Caso a empresa recuse a ampliação do prazo, o caminho é:
- Protocolar formalmente o pedido com a documentação na própria empresa, preferencialmente com cópia assinada como comprovante de entrega, ou via e-mail corporativo, mantendo o registro da solicitação.
- Buscar apoio no sindicato da categoria, Defensoria Pública, Conselhos Municipais de Direito das Mulheres ou Secretarias de Assistência Social, Ministério do Trabalho e associações como SOS Gestantes (Associação Brasileira de Defesa dos Direitos das Gestantes), ONG Prematuridade.com e Associação Materna.
- Acionar a Justiça do Trabalho, se necessário — não é obrigatória a intermediação de um advogado nesse tipo de ação, mas contar com um profissional pode facilitar o processo e aumentar as chances de êxito.
Um avanço necessário — mas ainda inicial
Paulo Rosa destaca que, segundo Freud, o nascimento já é considerado o primeiro trauma vivido pelo ser humano, por romper com a relação simbiótica e segura do útero. Quando esse processo é agravado por complicações médicas e separação forçada, estamos diante de um “trauma sobre trauma”. “Quem mais precisa de tempo para se recuperar, acaba sendo a mais prejudicada quando a licença começa a contar no momento do parto”, alerta o psicólogo.

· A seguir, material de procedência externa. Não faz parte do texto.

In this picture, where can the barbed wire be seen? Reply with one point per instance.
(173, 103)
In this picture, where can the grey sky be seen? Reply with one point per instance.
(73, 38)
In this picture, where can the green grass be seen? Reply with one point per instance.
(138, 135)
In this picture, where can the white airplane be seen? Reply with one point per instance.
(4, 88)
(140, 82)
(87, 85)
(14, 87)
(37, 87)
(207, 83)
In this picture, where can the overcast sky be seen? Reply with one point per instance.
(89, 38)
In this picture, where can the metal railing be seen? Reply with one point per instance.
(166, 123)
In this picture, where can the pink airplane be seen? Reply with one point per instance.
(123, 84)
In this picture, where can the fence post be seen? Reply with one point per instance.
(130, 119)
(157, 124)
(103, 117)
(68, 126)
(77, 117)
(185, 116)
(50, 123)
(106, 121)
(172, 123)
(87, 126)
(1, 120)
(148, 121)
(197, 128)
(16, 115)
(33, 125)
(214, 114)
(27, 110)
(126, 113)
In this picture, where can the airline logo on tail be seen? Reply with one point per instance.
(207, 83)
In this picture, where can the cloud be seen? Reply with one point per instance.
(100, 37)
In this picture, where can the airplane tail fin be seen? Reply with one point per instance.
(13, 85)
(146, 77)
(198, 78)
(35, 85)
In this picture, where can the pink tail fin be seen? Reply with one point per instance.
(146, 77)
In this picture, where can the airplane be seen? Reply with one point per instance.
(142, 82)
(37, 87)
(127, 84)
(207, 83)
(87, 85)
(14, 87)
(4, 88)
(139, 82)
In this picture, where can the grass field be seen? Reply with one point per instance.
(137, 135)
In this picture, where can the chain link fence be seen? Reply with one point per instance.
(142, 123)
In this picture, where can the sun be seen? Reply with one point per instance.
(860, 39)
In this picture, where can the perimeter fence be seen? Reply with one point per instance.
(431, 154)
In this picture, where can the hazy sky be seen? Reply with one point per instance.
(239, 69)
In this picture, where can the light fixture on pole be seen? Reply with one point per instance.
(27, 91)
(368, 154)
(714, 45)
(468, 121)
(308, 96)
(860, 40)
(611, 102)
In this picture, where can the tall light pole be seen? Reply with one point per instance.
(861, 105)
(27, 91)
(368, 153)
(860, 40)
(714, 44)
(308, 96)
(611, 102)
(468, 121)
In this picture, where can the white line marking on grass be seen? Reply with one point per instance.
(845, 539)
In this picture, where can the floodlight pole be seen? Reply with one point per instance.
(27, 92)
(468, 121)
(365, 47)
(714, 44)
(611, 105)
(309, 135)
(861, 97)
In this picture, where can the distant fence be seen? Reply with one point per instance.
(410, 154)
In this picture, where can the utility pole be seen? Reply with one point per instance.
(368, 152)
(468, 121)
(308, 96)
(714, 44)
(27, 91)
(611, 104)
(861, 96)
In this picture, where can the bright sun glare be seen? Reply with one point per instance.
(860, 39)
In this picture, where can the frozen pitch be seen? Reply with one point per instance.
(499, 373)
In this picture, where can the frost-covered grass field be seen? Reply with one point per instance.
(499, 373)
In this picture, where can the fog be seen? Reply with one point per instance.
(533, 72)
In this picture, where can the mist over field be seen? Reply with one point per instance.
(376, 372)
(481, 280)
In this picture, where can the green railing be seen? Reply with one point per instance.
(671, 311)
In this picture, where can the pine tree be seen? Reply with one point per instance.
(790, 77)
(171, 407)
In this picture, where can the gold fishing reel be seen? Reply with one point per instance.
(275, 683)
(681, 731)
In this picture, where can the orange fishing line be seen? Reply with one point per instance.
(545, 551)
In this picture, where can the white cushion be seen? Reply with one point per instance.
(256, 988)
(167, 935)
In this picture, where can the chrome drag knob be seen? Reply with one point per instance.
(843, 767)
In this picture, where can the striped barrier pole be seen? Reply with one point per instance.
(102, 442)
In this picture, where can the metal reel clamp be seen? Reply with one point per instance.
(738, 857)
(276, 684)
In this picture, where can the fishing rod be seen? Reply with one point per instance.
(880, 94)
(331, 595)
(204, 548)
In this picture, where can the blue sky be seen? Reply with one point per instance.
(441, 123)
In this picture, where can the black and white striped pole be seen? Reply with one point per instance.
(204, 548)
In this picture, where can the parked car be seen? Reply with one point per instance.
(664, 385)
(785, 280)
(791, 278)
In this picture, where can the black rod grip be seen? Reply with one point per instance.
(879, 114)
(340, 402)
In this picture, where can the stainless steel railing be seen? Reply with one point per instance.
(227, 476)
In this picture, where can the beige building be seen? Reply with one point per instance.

Paulo também observa que, em contextos como esse, o período da licença-maternidade precisa ser preservado como tempo de convivência e reparação emocional, e não vivido em meio à tensão de visitas restritas, medo e falta de contato físico com o bebê .
Esse olhar psicológico reforça a importância da nova lei, pois ela permite que mães e bebês vivam esse início com mais tempo, presença e afeto — e não apenas sob o peso de boletins médicos e máquinas hospitalares.
A nova lei corrige uma distorção cruel: tirar do tempo de cuidado domiciliar um período em que a mãe não podia sequer pegar o filho no colo. É uma vitória silenciosa, mas com impacto direto na qualidade de vida das mães e no desenvolvimento dos bebês.
Ainda há muito a avançar. O próximo passo, defendem especialistas, é ampliar a licença-maternidade para seis meses para todas as mulheres e garantir estabilidade no emprego por igual período após o retorno. Até lá, celebrar cada conquista já é um passo importante.